Whether we use the term or not, Christians are engaged in social justice when we advocate for issues such as abortion, racial reconciliation, religious liberty, and sex trafficking. We engage in social justice whenever we seek moral reform of our society in a way that ensures every person is treated with dignity and given their due. As Mark Tooley says,
Christians and churches definitely should advocate social justice in the sense that ever sinful society needs constant moral reform. The church’s chief tool in this advocacy is the gospel itself. Redeemed humanity is likelier to care about justice than unregenerate humanity. But even the redeemed need an ethical framework for social renewal. And even the non-redeemed can be enlisted in good causes with appeals to conscience, natural law and self-interest.
[ . . .]
A valid Christian political witness for social justice starts with the premise that all persons are created in God’s image. It also understands that the state is not the church but has a very different vocation, having been divinely ordained primarily to uphold order and restrain the wicked. Social justice should not equate all societal improvement with legislation, regulation and other coercive state action.
Instead, Christian social justice understands that most of society is not the state and includes a wide assortment of important actors, including the family, the church, other religions, businesses, philanthropies and charities, trade associations, civic groups and other human groupings, each of which ideally contributes to human order and happiness.
Social justice seeks especially to protect the vulnerable, including the very young, the very old, the unborn, the terminally ill, the disabled, the poor and the unpopular. Social justice also seeks to energize the able and the powerful towards virtue, thrift and industry. It shouldn’t seek to deconstruct but to build. Social justice must also safeguard essential liberties rooted in human dignity and God’s character such as freedom of speech, freedom of religion, and protection of property.
What is a “social justice warrior”?
Over the past five years, the term social justice warrior (commonly abbreviated SJW) has become a pejorative term for an individual who promotes social justice issues from a socially progressive perspective, especially one rooted in identity politics.
More recently, the term has been used in broader sense to refer to anyone—whether liberal, libertarian, or conservative—who advocates for social justice, especially on issues of racial reconciliation.
Shouldn’t conservative Christians abandon the term ‘social justice’?
In the early 1900s a conservative movement sprung up within Protestantism in reaction to liberal theology and the form of biblical interpretation known as higher criticism. A series of articles was written and collected into a four-volume work called The Fundamentals that was intended to outline the key doctrines—the fundamentals—of the Christian faith. These works gave rise to the term “fundamentalist.”

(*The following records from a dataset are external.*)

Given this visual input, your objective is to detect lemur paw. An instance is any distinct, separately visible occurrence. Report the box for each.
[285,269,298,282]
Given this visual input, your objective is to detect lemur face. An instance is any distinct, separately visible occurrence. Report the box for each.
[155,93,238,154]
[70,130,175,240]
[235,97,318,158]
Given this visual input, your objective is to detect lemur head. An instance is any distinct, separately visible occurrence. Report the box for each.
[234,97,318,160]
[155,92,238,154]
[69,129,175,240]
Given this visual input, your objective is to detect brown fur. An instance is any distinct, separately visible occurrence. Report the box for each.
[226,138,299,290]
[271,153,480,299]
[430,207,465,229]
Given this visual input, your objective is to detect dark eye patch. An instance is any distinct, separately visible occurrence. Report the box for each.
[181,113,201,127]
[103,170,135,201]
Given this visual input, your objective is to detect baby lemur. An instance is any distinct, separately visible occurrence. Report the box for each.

“’Fundamentalism’ is really akin to [C. S.] Lewis’s ‘mere Christianity’ . . . it means adherence to the fundamental facts—in this case, the fundamental facts of Christianity,” Charles Colson said. “Everyone who believes in the orthodox truths about Jesus Christ—in short, every Christian—is a fundamentalist. And we should not shrink from the term nor allow the secular world to distort its meaning.”
But because secularists such as H. L. Mencken began to use the term in a disparaging way, evangelicals began to avoid the label. That lesson taught secularists that it was possible to get evangelicals to stop associating with just about any term—even the word “evangelical”—if it could be given a negative connotation.
Social justice, as a biblical concept, is not a term we should abandon without a fight. To paraphrase Colson, we should not shrink from the term nor allow the secular world to distort its biblical meaning.